Parallel(S, n) violates order preservation but increases throughput.


Edge Cases

  • Empty input: source closes its output immediately; each stage drains immediately; pipeline completes.
  • Single value: pipeline processes one value, then drains.
  • Source error: producer logs and closes early; downstream stages see closure and exit cleanly.
  • Stage panic: implementation-defined. The spec allows the panic to propagate (terminating the pipeline) or to be recovered (continuing but logging).
  • Ctx cancelled at call site: every stage exits at first select; out closes immediately.

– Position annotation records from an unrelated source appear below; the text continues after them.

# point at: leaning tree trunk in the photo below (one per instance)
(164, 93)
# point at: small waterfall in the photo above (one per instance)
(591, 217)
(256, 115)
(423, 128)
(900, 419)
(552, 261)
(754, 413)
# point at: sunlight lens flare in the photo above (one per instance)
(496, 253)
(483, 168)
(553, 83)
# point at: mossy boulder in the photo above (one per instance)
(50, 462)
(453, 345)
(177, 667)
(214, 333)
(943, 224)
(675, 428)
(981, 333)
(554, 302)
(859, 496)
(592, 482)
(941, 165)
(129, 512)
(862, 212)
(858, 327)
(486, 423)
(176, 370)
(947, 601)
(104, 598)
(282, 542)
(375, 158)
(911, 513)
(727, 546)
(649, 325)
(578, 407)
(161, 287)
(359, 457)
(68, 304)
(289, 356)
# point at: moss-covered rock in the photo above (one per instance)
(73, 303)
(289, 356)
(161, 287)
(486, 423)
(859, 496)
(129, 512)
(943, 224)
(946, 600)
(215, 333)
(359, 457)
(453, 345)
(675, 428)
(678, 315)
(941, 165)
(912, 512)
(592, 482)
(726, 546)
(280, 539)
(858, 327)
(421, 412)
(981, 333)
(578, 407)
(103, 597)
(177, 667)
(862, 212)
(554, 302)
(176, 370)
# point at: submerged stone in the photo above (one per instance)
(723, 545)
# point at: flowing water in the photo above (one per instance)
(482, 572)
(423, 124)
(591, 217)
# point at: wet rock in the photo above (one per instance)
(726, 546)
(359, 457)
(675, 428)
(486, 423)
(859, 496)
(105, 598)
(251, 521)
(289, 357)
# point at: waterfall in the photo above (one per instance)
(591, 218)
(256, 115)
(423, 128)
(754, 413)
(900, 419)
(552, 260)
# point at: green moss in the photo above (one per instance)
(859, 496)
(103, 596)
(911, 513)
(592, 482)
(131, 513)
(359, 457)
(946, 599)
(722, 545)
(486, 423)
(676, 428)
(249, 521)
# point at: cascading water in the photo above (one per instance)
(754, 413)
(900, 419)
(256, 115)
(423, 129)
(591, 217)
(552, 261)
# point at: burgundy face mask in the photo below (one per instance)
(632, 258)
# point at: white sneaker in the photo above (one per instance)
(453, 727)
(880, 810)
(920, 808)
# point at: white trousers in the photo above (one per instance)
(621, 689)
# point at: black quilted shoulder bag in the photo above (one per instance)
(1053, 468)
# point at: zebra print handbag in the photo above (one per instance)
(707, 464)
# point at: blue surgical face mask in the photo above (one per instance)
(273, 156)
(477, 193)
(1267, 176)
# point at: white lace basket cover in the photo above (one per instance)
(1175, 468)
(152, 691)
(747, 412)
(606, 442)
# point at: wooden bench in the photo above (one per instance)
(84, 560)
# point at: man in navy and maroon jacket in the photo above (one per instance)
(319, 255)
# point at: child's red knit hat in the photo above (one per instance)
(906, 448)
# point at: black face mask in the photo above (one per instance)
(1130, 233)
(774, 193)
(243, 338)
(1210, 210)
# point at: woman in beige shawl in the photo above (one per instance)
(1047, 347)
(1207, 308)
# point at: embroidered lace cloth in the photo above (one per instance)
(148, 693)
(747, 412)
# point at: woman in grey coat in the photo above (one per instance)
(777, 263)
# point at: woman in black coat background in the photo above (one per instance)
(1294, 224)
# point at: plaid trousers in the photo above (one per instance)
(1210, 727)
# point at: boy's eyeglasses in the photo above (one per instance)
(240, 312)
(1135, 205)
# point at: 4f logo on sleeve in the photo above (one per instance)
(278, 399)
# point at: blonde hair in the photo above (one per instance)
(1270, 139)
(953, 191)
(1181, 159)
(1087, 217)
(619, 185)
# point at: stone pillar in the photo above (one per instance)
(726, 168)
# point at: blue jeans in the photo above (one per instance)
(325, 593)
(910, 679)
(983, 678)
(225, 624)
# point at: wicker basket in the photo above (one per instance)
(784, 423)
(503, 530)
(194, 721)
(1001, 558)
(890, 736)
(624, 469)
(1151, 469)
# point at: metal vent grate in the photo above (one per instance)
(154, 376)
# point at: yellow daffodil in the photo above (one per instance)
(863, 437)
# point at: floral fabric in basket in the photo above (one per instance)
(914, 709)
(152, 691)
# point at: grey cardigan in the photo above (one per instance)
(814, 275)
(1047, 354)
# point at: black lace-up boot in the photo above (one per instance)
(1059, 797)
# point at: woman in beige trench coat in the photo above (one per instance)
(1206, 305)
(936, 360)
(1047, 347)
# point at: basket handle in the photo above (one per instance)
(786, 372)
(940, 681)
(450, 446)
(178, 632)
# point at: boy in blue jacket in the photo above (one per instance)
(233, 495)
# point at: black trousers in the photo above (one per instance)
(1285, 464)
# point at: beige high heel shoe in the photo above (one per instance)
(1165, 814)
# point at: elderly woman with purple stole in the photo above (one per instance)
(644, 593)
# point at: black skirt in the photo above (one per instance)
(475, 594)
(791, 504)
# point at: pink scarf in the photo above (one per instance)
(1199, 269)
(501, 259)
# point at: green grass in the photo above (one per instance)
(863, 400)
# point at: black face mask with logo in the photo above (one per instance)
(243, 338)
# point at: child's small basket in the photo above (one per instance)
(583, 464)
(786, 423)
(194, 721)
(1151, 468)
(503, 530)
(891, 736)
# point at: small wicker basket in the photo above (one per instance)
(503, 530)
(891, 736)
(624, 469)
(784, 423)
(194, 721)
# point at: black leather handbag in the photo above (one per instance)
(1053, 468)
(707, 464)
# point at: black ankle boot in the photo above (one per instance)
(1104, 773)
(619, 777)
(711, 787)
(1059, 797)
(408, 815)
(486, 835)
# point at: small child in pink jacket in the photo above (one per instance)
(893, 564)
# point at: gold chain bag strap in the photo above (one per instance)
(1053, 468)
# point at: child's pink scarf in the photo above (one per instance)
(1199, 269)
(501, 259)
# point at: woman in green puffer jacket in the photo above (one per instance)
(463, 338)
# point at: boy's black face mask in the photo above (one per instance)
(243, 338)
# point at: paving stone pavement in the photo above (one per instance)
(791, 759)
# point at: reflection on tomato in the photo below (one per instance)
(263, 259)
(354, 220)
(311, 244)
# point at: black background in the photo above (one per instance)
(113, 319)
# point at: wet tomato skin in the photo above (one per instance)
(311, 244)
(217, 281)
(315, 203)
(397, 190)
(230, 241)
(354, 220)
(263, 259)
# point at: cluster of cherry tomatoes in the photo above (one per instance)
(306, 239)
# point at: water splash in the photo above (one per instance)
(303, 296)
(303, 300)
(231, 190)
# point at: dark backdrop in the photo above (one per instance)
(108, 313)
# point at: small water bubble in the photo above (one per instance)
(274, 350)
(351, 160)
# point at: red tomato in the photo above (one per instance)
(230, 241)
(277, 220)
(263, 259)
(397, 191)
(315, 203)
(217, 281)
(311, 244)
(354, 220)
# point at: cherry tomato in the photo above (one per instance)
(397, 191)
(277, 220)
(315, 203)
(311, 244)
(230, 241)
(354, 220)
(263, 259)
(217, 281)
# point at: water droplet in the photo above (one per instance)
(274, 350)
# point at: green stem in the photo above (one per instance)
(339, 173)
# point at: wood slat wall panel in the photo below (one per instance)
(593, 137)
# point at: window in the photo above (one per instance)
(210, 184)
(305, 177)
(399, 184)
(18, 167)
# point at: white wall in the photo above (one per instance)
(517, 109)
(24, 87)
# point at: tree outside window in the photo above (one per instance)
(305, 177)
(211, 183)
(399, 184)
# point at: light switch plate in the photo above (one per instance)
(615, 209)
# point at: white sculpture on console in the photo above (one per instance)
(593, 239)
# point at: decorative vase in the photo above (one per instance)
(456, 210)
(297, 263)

Reference Stage Implementation

func MapStage[In, Out any](
    ctx context.Context,
    in <-chan In,
    f func(In) Out,
) <-chan Out {
    out := make(chan Out)
    go func() {
        defer close(out)
        for {
            select {
            case <-ctx.Done():
                return
            case v, ok := <-in:
                if !ok {
                    return
                }
                r := f(v)
                select {
                case <-ctx.Done():
                    return
                case out <- r:
                }
            }
        }
    }()
    return out
}

This satisfies every clause above. The two-select sandwich is mandatory.


Compliance Checks

A test suite for any stage must verify:

  1. Empty input → closed output.
  2. N input values → at most N output values; in non-fanout stages, exactly N (modulo filter).
  3. Cancel ctx mid-stream → output closes in finite time; no goroutine leak.
  4. After test, goleak.VerifyNone(t) passes.
  5. go test -race reports no races.

For pipelines (multiple stages composed):

  1. End-to-end: known input → known output; assert multiset equality.
  2. Cancel: in-flight items dropped; pipeline shuts down; no leak.
  3. Source error: pipeline drains gracefully.

Summary

A pipeline stage is a function with the signature func(ctx, in) out that spawns goroutines, reads from in, writes to out, uses the two-select sandwich, and closes out on exit. Pipelines compose stages associatively. Closing cascades through the chain; ctx cancellation propagates similarly. Order is preserved in single-worker stages; lost in fan-out stages. The reference implementation is small; the compliance suite is the contract.